The North's Committee for the Peaceful Reunification of Korea accused Park of talking about a summit with Kim while making provocative remarks against Pyongyang.
"Park's remark about 'summit talks' does not deserve even a passing note and is just a last resort to tide over the political crisis inside and outside," the state body said in a statement.
The statement, carried by the North's official news agency, was a response to Park's comments in an interview published last week by the French daily Le Figaro.
Park said she was willing to hold a summit with Kim at any time if it were necessary to improve cross-border relations and promote peace on the Korean peninsula.

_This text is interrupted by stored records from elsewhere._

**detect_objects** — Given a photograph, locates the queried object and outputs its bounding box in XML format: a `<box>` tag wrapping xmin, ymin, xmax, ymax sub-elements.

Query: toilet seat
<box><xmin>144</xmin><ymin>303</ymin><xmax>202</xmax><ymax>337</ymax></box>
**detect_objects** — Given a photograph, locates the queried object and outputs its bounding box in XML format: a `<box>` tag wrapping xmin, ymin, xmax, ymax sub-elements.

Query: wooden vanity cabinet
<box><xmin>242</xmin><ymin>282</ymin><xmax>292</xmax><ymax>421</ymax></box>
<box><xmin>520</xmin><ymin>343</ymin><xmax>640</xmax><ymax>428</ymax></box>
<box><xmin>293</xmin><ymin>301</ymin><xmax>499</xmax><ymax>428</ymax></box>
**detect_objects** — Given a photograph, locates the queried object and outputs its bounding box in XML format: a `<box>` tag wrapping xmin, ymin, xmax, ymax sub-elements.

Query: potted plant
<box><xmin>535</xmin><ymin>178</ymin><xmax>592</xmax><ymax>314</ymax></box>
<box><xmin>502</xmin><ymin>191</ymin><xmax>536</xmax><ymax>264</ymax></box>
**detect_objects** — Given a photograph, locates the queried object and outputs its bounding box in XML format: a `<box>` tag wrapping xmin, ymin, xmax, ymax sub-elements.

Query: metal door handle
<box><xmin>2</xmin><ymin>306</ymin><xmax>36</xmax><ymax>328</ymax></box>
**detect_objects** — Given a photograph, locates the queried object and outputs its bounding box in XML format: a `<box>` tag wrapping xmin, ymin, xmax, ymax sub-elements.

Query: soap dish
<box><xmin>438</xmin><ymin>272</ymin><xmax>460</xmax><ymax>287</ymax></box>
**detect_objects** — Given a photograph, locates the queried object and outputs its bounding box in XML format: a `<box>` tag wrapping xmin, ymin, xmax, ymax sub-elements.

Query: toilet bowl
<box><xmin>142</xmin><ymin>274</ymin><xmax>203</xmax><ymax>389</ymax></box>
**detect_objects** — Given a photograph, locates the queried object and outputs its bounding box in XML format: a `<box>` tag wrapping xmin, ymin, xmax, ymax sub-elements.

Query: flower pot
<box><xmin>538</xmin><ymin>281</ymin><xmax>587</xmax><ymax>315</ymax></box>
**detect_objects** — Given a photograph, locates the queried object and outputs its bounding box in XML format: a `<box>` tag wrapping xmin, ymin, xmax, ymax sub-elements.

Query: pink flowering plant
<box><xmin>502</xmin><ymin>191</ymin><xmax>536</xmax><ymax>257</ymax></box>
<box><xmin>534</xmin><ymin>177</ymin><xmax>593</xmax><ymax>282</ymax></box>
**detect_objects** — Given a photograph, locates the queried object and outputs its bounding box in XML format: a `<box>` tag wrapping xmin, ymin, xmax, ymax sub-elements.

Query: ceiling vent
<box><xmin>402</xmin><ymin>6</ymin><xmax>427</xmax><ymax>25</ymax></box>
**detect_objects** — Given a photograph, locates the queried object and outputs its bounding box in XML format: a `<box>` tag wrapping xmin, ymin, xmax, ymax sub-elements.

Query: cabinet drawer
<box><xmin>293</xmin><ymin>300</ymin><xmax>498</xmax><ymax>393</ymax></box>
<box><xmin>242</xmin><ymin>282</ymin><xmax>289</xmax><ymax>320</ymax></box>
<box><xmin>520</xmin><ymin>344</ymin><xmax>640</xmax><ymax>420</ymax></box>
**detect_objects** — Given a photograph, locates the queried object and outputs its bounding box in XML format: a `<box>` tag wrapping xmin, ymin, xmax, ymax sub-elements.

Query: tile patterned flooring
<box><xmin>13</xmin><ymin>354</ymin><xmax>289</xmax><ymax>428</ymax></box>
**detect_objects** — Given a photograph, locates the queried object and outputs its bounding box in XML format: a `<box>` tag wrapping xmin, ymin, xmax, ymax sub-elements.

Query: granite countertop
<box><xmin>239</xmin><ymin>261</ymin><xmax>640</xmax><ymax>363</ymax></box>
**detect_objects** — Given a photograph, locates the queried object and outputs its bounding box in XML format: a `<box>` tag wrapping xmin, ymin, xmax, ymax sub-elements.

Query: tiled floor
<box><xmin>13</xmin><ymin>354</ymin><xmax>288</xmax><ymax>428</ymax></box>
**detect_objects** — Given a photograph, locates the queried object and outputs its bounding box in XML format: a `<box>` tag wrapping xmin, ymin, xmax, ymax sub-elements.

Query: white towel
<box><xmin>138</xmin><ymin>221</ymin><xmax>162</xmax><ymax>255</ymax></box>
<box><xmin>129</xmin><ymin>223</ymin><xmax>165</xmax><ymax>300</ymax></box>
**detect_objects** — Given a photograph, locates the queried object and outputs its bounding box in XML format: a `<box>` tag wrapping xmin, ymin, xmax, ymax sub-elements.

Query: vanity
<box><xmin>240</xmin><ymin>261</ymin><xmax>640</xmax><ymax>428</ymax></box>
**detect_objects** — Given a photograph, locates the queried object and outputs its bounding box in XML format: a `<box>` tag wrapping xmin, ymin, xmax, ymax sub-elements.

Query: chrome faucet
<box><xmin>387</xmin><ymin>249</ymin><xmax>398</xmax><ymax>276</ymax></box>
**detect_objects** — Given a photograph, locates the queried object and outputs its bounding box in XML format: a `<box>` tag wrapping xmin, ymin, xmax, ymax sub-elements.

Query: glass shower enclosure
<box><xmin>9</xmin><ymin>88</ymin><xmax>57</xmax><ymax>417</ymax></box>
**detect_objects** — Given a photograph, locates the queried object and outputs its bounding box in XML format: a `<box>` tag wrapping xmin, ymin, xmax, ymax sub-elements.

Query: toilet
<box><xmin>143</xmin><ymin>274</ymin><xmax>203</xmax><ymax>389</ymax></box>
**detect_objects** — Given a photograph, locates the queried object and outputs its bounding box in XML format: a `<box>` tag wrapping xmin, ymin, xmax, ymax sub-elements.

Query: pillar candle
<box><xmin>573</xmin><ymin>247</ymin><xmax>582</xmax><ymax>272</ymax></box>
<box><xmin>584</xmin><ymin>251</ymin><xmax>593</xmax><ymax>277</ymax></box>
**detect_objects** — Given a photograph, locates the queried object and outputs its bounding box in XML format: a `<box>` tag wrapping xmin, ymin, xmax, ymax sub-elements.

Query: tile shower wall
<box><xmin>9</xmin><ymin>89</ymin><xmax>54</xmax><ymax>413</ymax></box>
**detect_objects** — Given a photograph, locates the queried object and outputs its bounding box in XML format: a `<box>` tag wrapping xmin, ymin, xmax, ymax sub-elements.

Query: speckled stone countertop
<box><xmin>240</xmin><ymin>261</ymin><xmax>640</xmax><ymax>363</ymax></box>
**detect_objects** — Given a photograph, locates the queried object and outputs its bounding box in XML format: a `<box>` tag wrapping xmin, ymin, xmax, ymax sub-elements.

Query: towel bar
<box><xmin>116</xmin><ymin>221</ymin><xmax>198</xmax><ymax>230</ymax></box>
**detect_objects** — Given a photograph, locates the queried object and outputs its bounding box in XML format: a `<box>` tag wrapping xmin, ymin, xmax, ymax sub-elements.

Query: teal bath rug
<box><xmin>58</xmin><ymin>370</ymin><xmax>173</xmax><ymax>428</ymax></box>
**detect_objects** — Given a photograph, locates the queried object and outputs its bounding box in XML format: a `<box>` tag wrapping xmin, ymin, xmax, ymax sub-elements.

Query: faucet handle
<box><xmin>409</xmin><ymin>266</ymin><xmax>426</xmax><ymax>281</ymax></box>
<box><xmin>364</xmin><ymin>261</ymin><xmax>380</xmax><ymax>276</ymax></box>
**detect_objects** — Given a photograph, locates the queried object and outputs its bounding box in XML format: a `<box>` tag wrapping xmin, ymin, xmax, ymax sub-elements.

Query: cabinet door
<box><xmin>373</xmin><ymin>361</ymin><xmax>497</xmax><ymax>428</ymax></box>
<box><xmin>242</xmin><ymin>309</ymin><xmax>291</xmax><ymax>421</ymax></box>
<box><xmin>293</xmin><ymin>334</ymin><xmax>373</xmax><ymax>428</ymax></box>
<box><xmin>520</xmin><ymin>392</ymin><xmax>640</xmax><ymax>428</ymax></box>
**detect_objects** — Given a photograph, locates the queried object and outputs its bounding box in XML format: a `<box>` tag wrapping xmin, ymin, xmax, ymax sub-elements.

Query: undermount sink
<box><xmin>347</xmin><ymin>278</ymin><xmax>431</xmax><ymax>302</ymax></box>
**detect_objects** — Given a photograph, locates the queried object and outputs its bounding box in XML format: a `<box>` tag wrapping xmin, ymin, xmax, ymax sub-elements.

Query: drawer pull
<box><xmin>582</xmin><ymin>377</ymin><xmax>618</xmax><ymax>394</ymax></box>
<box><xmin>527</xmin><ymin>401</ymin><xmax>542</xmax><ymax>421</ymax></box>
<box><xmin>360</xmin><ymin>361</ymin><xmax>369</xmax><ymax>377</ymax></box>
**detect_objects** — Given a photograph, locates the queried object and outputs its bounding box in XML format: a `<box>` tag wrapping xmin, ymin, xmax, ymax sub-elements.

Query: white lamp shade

But her senior press secretary, Lee Jung-Hyun, cautioned against reading too much into her comment, calling it "an answer in principle.”
Park visited Paris on Saturday, the first leg of her three-nation trip that would also bring her to Britain and Belgium.
The North's committee denounced Park's remark as "ridiculous sophism that will work on nobody.”
"Her coarse outpourings against the North while saying she is set to have a 'summit' at any time prove that she has no stand to have 'summit talks' and show her moral vulgarity and impertinence bereft of common sense," it said.
"(North Korea) will never pardon those who dare insult and make a fool of the dignity of its supreme leadership under the signboard of 'summit talks'," it said.
The committee urged Park to halt "provocative words and acts,” and to have "good manners" if she sincerely hopes to meet with Kim.
Military tensions, which soared following the North's nuclear test in February, appeared to enter a rapprochement stage that saw the two rivals agree to reopen their joint industrial park in the North Korean border city of Kaesong.
The mood quickly soured again when Pyongyang cancelled a scheduled reunion last month for family members separated by the Korean War.
South Korean army chief Kwon Oh-Sung told a forum Wednesday that Kim could make a provocative move in an attempt to take a strategic initiative in stagnant relations with Seoul.
"There is a very high chance of provocation by North Korea's Kim Jong-Un regime to turn the tide and take the lead in inter-Korean relations," he said.